Menurut laporan Perwakilan Republik Indonesia di Johor Bahru, korban berinisial YY melaporkan kejadian tersebut kepada layanan KSATRIA KJRI pada 13 Juni 2026. Ia menceritakan bahwa dua rekan kerjanya, YA dan SH, juga mengalami perlakuan serupa selama bekerja sebagai asisten rumah tangga di wilayah Kampung Melayu Majidee. Kekerasan fisik diduga terjadi secara berulang antara akhir 2025 hingga Januari 2026, hingga akhirnya mereka ditinggalkan oleh majikan tanpa perlindungan.
Menteri Pelindungan Pekerja Migran Indonesia, Mukhtarudin, menegaskan bahwa ketiga korban bekerja secara nonprosedural—tanpa izin kerja resmi dan paspor mereka masih disandera oleh majikan. Kondisi ini membuat mereka takut melapor, hingga akhirnya salah satu dari mereka memutuskan mencari bantuan ke KJRI.
“Mereka hidup dalam ketakutan. Paspor dipegang majikan, tidak ada jaminan hukum, dan tidak ada akses ke layanan sosial. Ini adalah bentuk perbudakan modern,” ujar Mukhtarudin dalam keterangan resminya.
KP2MI langsung berkoordinasi dengan Kementerian Luar Negeri, KJRI Johor Bahru, dan KBRI Kuala Lumpur untuk memastikan pendampingan menyeluruh. Pihak berwenang Malaysia pun telah mengamankan empat orang terkait kasus ini untuk keperluan penyelidikan lebih lanjut oleh Ibu Pejabat Polis Daerah (IPD) Larkin.
Saat ini, dua korban telah berada dalam perlindungan KJRI di Tempat Tinggal Sementara (TTS), mendapat pendampingan psikologis dan hukum.
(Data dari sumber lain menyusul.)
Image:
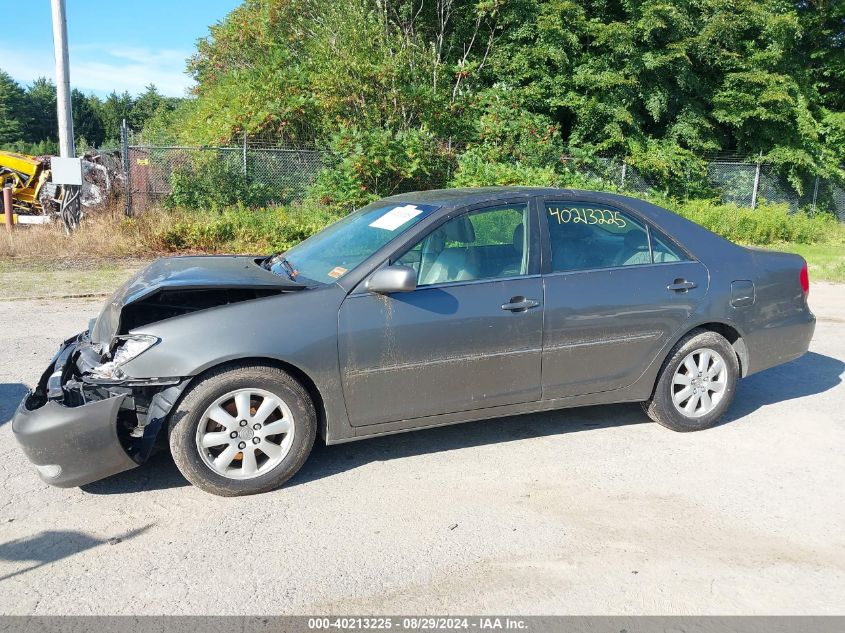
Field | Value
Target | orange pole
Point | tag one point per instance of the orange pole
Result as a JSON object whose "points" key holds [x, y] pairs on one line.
{"points": [[7, 202]]}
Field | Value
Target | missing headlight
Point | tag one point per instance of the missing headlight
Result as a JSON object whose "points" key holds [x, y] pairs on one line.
{"points": [[124, 349]]}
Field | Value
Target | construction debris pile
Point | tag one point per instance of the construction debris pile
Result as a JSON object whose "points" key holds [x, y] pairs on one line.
{"points": [[36, 198]]}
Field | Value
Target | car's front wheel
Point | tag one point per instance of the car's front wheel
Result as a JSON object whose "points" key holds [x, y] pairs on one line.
{"points": [[696, 384], [243, 430]]}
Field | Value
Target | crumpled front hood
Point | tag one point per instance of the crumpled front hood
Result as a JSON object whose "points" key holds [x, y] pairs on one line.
{"points": [[187, 273]]}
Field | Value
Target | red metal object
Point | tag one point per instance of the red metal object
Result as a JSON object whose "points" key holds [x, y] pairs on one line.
{"points": [[7, 204]]}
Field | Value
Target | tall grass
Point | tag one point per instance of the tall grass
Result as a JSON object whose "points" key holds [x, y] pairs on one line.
{"points": [[237, 229]]}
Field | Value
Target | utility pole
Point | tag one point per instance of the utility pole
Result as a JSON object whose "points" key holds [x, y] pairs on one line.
{"points": [[65, 116]]}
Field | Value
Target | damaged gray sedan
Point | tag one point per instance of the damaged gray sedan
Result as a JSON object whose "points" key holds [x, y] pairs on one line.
{"points": [[415, 311]]}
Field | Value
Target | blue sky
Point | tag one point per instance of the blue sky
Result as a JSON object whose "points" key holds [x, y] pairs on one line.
{"points": [[114, 44]]}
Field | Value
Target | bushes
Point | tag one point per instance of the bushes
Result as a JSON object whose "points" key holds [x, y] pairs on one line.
{"points": [[370, 164], [767, 224], [209, 182], [240, 229]]}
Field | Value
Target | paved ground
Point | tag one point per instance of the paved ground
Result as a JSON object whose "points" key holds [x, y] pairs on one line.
{"points": [[588, 511]]}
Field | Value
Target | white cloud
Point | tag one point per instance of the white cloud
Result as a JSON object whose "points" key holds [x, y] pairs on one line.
{"points": [[103, 68]]}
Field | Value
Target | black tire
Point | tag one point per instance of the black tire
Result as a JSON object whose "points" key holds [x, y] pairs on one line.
{"points": [[188, 414], [661, 407]]}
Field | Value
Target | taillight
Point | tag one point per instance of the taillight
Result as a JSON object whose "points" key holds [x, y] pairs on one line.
{"points": [[805, 279]]}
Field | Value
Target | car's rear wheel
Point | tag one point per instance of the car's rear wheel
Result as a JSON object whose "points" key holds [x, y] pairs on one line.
{"points": [[243, 430], [697, 383]]}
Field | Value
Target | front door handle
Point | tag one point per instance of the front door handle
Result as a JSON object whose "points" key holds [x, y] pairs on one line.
{"points": [[681, 285], [520, 304]]}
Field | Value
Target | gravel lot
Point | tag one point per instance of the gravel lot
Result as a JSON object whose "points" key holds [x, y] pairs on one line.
{"points": [[587, 511]]}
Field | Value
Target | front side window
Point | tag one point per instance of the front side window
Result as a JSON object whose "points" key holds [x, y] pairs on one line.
{"points": [[485, 244], [330, 254], [584, 236]]}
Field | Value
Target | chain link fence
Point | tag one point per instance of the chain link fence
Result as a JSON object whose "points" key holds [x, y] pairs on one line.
{"points": [[281, 174], [742, 183]]}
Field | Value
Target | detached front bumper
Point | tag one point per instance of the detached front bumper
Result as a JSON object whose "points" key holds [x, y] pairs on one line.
{"points": [[77, 428], [72, 446]]}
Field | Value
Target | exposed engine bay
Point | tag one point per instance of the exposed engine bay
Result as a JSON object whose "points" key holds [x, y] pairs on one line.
{"points": [[85, 371]]}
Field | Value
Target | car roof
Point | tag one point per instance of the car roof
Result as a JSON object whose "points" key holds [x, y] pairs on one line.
{"points": [[469, 195], [447, 199]]}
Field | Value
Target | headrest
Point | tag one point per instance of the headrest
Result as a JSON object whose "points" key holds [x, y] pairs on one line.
{"points": [[636, 240], [519, 237], [459, 230]]}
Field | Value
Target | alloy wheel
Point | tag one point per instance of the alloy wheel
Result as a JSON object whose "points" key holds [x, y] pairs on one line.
{"points": [[245, 433], [699, 383]]}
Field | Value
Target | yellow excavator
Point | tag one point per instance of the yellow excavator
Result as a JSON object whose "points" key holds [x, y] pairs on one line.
{"points": [[32, 191]]}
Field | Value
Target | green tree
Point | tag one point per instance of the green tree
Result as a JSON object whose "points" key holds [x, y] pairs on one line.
{"points": [[114, 110], [14, 113], [87, 119]]}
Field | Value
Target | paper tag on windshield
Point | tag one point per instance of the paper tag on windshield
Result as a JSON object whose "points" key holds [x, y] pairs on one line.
{"points": [[396, 217]]}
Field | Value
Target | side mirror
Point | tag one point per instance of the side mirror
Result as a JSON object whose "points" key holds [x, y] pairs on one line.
{"points": [[392, 279]]}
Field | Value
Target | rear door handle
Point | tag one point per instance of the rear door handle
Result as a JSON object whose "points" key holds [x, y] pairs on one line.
{"points": [[681, 285], [520, 304]]}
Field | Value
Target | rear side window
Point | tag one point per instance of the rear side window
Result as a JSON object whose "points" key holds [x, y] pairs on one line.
{"points": [[487, 244], [584, 236], [662, 250], [588, 236]]}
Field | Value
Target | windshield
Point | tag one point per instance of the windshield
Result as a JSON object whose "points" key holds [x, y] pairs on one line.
{"points": [[330, 254]]}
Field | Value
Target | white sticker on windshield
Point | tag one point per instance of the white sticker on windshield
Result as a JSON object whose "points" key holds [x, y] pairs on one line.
{"points": [[396, 217]]}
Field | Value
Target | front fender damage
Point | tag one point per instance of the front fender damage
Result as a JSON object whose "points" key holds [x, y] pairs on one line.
{"points": [[82, 423]]}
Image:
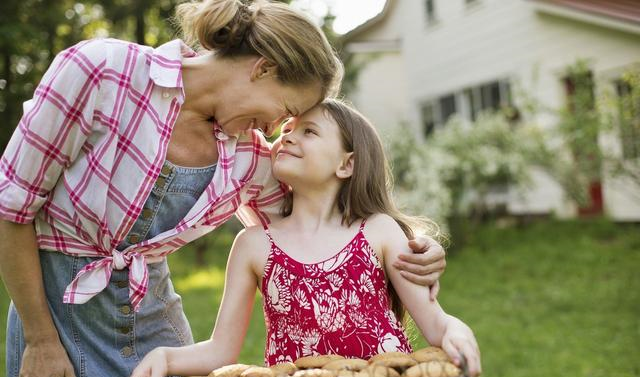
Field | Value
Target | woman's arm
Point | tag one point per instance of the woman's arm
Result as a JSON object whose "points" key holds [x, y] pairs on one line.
{"points": [[22, 276], [231, 325], [439, 328]]}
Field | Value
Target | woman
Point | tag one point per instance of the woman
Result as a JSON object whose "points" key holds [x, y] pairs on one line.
{"points": [[125, 154]]}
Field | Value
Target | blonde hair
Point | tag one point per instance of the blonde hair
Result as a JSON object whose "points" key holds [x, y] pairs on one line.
{"points": [[368, 190], [283, 36]]}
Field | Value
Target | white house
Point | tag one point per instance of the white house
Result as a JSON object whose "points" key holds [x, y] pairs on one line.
{"points": [[428, 59]]}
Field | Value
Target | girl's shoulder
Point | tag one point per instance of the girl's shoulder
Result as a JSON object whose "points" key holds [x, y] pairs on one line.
{"points": [[384, 233], [253, 246], [380, 223], [376, 229], [251, 238]]}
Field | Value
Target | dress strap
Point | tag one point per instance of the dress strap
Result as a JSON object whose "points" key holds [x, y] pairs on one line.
{"points": [[362, 225], [268, 233]]}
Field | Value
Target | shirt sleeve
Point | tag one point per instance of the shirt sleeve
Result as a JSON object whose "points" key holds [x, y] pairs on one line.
{"points": [[266, 204], [54, 127]]}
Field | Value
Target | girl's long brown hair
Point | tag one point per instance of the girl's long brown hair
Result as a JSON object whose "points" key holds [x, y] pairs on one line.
{"points": [[368, 190]]}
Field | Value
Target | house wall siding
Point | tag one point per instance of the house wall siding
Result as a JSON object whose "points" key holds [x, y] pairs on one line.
{"points": [[488, 40]]}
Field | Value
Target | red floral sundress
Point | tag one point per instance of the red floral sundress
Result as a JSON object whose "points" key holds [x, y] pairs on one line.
{"points": [[337, 306]]}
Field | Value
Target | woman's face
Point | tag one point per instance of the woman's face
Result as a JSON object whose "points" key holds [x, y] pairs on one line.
{"points": [[262, 102]]}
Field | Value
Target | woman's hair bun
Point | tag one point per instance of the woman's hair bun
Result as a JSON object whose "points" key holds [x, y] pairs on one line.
{"points": [[216, 24]]}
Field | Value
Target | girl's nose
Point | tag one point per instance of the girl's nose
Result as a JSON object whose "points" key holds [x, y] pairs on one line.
{"points": [[287, 137]]}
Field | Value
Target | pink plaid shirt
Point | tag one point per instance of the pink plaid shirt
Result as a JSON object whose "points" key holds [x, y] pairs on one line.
{"points": [[89, 148]]}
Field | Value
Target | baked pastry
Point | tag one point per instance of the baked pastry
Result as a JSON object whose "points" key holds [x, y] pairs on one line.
{"points": [[314, 372], [397, 360], [233, 370], [346, 364], [430, 354], [319, 361], [284, 369], [433, 369], [256, 371], [376, 370]]}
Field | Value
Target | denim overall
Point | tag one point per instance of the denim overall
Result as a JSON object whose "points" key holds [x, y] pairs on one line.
{"points": [[104, 337]]}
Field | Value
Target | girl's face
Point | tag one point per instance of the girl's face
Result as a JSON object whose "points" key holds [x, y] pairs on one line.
{"points": [[262, 102], [310, 151]]}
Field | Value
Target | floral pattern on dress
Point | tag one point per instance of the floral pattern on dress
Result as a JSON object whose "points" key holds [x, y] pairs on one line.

Upaya penjemputan terhadap korban ketiga yang berada di Kuala Lumpur juga sedang dijalankan agar semua korban mendapat perlakuan setara.
KJRI juga akan memfasilitasi proses pelaporan resmi ke polisi Malaysia dan pendampingan hukum selama proses peradilan berlangsung. KP2MI menekankan bahwa pemerintah Indonesia menghormati proses hukum di negara tujuan, namun tidak akan kompromi dalam memastikan hak-hak dasar warganya terlindungi.
Mukhtarudin mengingatkan masyarakat agar tidak menyebarkan spekulasi atau informasi tidak terverifikasi. “Jangan jadikan penderitaan mereka sebagai konten viral. Biarkan hukum yang berbicara,” tegasnya.
Ia pun menyerukan agar calon PMI hanya berangkat melalui jalur resmi. “Tanpa dokumen dan perlindungan hukum, mereka rentan menjadi korban. Kita tidak bisa melindungi mereka jika mereka tidak terdaftar,” ujar Mukhtarudin.
KP2MI berjanji akan terus memantau perkembangan kasus ini hingga penyelesaian hukum selesai, dan siap mengadvokasi pemulihan hak-hak korban—baik secara fisik, psikologis, maupun finansial. Kasus ini, kata Menteri, bukan sekadar insiden tunggal, tapi pengingat tajam akan urgensi reformasi sistem penempatan PMI yang berbasis perlindungan, bukan hanya kebutuhan tenaga kerja.